15. Power, Voltage, Current, and Resistance
P = I × V
P = I² × R
P = V²/R
In the above formulas, P is the power in watts (W), I is the Current in amps, V is Volts, and R is the resistance in Ohms (Ω)
16. Power, Energy, and Time
P = Energy/time
W = J/s
Another formula for Power is that power is equal to energy divided by time (s). The unit of energy is joules (J)

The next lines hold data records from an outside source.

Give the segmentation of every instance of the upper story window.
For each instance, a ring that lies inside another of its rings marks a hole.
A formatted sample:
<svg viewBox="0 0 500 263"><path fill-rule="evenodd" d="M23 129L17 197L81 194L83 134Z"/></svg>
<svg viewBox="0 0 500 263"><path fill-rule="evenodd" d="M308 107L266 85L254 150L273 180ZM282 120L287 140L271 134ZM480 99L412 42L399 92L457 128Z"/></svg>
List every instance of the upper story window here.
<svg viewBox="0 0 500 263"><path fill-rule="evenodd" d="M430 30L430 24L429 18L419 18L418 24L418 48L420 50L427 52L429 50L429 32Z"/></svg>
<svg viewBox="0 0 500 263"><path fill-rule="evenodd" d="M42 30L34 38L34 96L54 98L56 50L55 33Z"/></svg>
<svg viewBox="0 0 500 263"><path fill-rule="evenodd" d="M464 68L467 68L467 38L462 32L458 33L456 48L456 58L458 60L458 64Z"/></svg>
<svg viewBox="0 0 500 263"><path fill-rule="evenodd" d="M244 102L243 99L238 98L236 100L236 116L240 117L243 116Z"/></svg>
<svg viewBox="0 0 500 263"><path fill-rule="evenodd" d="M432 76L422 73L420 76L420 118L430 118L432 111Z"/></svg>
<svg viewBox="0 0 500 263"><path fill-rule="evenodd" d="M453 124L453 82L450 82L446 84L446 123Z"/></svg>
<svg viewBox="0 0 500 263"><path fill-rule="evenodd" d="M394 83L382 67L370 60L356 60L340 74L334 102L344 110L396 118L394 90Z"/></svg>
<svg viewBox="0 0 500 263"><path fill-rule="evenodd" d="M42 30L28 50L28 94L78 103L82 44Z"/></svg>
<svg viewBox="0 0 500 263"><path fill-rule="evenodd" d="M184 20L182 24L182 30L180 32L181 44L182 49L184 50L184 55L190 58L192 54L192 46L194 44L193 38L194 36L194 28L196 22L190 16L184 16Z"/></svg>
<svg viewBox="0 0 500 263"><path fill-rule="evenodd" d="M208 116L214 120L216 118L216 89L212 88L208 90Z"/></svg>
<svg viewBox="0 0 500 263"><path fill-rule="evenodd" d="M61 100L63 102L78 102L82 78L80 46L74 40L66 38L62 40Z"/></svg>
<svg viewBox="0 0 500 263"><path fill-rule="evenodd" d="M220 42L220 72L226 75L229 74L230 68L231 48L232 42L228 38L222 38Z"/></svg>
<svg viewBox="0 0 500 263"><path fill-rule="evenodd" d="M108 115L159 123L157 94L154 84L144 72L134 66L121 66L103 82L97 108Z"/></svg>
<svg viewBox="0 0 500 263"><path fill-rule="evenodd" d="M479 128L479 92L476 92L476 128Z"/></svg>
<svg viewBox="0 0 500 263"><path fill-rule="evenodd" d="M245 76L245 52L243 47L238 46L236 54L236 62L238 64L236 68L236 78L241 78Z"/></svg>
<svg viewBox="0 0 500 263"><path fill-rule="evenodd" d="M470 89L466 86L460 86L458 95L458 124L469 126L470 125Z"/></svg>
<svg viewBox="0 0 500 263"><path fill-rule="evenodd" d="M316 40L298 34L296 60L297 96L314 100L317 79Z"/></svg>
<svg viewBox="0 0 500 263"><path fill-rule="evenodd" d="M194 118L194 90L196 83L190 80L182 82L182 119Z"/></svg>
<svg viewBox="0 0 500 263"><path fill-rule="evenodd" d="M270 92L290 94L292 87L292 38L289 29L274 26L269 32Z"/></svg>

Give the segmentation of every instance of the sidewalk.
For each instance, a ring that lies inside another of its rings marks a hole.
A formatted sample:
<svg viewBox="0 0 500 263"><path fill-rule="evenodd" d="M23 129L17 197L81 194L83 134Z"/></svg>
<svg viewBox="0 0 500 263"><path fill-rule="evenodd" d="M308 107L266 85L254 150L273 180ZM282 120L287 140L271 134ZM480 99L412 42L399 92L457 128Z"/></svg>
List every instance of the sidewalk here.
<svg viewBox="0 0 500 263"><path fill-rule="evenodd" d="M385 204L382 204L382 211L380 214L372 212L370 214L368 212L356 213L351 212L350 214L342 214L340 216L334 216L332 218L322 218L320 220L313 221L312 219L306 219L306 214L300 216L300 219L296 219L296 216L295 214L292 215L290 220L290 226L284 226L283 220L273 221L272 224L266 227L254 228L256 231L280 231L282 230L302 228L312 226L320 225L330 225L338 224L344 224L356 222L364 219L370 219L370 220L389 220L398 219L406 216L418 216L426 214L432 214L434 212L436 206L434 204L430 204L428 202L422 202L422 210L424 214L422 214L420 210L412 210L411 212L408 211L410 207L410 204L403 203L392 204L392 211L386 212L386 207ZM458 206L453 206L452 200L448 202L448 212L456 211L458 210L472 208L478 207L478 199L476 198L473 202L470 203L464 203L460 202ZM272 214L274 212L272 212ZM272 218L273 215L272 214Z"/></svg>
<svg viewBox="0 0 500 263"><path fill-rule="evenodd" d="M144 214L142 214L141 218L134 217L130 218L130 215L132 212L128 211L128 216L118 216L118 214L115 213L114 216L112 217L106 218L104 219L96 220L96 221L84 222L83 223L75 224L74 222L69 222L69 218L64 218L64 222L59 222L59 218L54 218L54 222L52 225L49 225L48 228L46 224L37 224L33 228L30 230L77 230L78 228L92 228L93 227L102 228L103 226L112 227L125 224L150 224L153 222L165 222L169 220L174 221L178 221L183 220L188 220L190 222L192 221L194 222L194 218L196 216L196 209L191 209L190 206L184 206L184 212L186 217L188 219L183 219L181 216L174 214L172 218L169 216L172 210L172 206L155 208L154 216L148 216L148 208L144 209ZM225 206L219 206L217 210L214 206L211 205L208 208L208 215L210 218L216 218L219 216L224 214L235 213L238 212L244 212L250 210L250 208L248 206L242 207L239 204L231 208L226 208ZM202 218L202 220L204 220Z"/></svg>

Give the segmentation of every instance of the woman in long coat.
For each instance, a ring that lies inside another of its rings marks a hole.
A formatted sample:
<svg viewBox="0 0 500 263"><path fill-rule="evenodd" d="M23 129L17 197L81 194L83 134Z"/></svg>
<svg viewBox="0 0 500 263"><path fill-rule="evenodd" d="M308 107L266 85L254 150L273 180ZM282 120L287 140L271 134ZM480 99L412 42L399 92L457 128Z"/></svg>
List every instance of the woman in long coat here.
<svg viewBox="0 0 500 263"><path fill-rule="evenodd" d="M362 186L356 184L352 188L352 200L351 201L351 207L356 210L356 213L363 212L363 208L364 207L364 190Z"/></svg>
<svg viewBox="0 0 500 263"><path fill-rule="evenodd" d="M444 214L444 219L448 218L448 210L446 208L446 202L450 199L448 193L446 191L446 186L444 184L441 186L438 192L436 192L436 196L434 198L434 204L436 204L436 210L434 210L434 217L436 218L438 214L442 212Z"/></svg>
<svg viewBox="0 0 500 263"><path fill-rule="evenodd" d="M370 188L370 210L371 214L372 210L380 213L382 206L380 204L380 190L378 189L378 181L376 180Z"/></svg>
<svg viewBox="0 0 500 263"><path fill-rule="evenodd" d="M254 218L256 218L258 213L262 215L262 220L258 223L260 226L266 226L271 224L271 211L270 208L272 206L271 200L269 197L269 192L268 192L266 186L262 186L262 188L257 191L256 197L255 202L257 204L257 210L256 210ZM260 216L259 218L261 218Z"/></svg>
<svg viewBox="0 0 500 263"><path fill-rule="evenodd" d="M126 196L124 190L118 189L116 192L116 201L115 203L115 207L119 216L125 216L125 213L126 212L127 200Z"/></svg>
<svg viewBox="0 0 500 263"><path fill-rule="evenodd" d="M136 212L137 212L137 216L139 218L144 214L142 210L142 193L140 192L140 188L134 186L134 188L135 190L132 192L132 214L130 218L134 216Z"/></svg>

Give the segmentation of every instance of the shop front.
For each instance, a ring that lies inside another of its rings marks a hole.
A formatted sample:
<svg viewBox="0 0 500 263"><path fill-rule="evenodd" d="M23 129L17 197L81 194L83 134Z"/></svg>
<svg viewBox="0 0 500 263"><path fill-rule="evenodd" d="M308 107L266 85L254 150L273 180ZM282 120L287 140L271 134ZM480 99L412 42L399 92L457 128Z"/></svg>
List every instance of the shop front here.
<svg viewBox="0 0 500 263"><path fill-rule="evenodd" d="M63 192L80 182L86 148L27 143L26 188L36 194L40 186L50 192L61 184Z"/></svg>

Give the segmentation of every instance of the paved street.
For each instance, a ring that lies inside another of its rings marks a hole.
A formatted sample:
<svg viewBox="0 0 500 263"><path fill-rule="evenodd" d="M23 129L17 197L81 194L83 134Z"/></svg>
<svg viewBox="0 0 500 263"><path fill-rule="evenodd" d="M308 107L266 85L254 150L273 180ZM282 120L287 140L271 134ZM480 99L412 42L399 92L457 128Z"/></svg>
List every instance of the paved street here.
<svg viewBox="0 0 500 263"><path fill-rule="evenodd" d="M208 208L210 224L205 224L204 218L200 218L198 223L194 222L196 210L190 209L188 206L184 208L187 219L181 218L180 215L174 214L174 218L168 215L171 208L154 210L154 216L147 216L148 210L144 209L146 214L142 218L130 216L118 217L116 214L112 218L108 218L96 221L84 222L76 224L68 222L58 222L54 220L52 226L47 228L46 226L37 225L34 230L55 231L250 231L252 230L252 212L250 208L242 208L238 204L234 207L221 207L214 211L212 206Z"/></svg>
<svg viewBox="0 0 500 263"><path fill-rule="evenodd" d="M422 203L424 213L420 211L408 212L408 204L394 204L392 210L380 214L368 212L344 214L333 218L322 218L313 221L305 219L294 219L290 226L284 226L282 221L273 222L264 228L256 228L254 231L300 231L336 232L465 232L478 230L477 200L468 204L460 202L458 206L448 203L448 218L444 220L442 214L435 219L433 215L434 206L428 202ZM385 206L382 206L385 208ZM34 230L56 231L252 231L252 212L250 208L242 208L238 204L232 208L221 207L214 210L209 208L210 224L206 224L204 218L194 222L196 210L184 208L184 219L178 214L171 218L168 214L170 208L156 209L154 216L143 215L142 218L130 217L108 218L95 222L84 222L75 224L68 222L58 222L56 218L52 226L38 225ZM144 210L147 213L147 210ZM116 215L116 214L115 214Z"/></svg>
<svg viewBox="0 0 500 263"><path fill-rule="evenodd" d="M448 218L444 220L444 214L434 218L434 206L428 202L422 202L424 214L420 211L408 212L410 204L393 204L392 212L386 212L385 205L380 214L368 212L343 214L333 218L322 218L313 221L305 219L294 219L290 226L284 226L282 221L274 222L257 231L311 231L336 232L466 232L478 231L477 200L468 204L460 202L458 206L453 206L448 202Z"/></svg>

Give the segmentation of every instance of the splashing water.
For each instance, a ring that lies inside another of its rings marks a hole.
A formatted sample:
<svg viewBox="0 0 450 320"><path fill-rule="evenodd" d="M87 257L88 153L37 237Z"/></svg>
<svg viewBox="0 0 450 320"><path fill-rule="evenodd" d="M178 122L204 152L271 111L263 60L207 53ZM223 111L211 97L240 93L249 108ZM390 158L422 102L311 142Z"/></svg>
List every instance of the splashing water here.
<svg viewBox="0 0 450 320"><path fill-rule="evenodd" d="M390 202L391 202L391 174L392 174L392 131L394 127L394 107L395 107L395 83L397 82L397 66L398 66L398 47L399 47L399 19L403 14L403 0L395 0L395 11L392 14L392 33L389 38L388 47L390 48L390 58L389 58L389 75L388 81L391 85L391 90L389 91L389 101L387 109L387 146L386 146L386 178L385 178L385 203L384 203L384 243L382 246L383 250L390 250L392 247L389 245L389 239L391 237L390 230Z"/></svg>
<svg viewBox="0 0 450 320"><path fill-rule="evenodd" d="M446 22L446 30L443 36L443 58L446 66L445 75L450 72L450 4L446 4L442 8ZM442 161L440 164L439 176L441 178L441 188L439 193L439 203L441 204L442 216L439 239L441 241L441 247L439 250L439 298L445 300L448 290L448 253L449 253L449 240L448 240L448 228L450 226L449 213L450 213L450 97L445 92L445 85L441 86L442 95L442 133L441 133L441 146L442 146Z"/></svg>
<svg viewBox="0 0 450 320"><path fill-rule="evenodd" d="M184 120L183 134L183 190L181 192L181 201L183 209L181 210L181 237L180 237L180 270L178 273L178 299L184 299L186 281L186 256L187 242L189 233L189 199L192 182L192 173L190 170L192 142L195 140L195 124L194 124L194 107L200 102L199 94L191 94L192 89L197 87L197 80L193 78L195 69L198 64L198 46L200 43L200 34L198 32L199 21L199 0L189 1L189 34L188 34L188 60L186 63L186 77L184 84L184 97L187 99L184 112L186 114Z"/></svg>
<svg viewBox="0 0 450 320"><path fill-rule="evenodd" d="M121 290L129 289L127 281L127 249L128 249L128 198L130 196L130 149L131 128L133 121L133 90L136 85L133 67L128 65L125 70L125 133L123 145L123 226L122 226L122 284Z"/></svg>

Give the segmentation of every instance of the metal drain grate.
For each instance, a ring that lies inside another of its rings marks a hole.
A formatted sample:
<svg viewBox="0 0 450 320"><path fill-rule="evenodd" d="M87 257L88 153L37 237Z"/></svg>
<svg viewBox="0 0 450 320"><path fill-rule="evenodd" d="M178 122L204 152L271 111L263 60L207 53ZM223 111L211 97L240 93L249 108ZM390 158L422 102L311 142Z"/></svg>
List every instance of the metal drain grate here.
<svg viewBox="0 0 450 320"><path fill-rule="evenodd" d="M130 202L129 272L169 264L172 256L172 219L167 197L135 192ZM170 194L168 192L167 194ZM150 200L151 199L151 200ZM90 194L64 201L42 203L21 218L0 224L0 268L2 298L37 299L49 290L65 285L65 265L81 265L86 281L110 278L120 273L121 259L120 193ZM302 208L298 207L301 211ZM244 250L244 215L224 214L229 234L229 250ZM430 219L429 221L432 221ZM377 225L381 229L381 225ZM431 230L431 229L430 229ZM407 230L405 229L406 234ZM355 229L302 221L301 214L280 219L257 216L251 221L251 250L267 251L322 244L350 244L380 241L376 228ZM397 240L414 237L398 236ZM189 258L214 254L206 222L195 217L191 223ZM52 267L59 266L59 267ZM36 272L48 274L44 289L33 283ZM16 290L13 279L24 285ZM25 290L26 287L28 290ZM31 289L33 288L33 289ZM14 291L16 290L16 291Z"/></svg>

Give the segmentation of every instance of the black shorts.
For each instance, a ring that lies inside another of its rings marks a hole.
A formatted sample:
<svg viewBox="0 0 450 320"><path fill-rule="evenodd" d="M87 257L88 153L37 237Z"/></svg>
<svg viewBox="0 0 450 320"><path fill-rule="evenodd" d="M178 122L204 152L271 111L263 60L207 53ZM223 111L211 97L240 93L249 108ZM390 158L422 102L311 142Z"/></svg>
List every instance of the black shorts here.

17. Transformer (Voltage Relationship)
Vₚ/Vₛ = nₚ/nₛ
Vₚ is the voltage in the primary coil, Vₛ is the voltage in the secondary coil, nₚ is the number of turns in the primary coil, and nₛ is the number of turns in the secondary coil
18. Transformer (Power and Current)
Power of primary coil = Power of secondary coil Pₚ = Pₛ Iₚ × Vₚ = Iₛ × Vₛ Vₚ/Vₛ = Iₛ/Iₚ
Iₚ is the current in the primary coil, and Iₛ is the current in the secondary coil
19. Cathode Rays
A stream of electrons is emitted from a heated metal (cathode). This process is called thermionic emission.
Atomic Physics
1. Alpha Particles (α-particles)
- Helium nucleus
- Stopped by materials like paper
- Highest ionization potential
2. Beta Particles (β-particles)
- Fast-moving electrons
- Stopped by materials like aluminum
- Less ionization potential
3. Gamma Particles (γ-rays)
- Electromagnetic radiation
- Only stopped by a thick sheet of lead
- Least ionization potential
4. Half-life
Time in which the activity or mass becomes half
5. Atomic Symbol
X^A_Z
A is the total number of protons and neutrons, Z is the total number of protons
6. Isotopes
Isotopes are atoms of the same element with the same number of protons but different numbers of neutrons.